What Big Cable Mergers Mean for You
It’s a small cable world after all—or at least it’s about to be, if the latest round of pay-TV mergers goes according to plan
One month after the implosion of a deal that would have united the nation’s two biggest cable providers, Time Warner Cable and Comcast, another cable behemoth may instead be on the horizon: Charter Communications is now on track to merge with TWC (and buy smaller provider Bright House Networks). DirecTV and AT&T announced their own intent to combine last year; pending FCC approval, the resulting conglomerate will account for 26 percent of pay-TV subscribers, according to research firm SNL Kagan. “There will only be more consolidation among providers as TV programming costs increase to try to keep costs down and slow subscriber loss,” SNL Kagan media analyst Tony Lenoir says.
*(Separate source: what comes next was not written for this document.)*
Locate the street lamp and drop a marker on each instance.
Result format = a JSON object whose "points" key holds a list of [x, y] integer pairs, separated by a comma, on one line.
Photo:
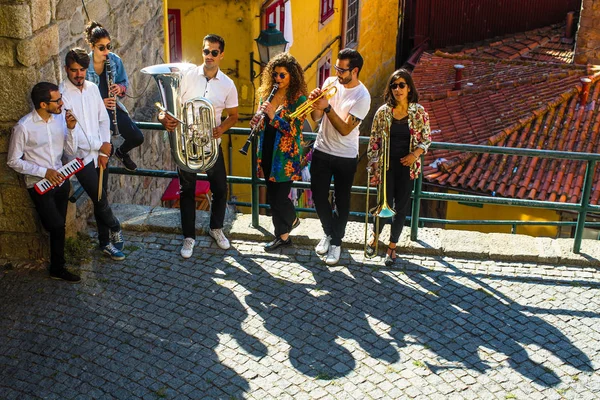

What does this mean for viewers?
Your cable bill likely won’t go up—at least at first. All companies involved say they’ll save money internally by combining resources and then pass those savings on to consumers. Providers will also have more leverage when negotiating with networks to carry programming. However, Lenoir cautions, increases are inevitable, especially as networks rely more on fees from cable companies to fill their coffers.
“TV Everywhere” may be a reality. Mobile wireless providers want to get into the TV game, one reason behind AT&T’s purchase of DirecTV. Cable broadband providers like Optimum are also adding wireless hot spots to allow customers to access TV on any device. These new mega companies are promising wider availability of high-speed Internet. Better broadband could mean a better streaming-TV experience.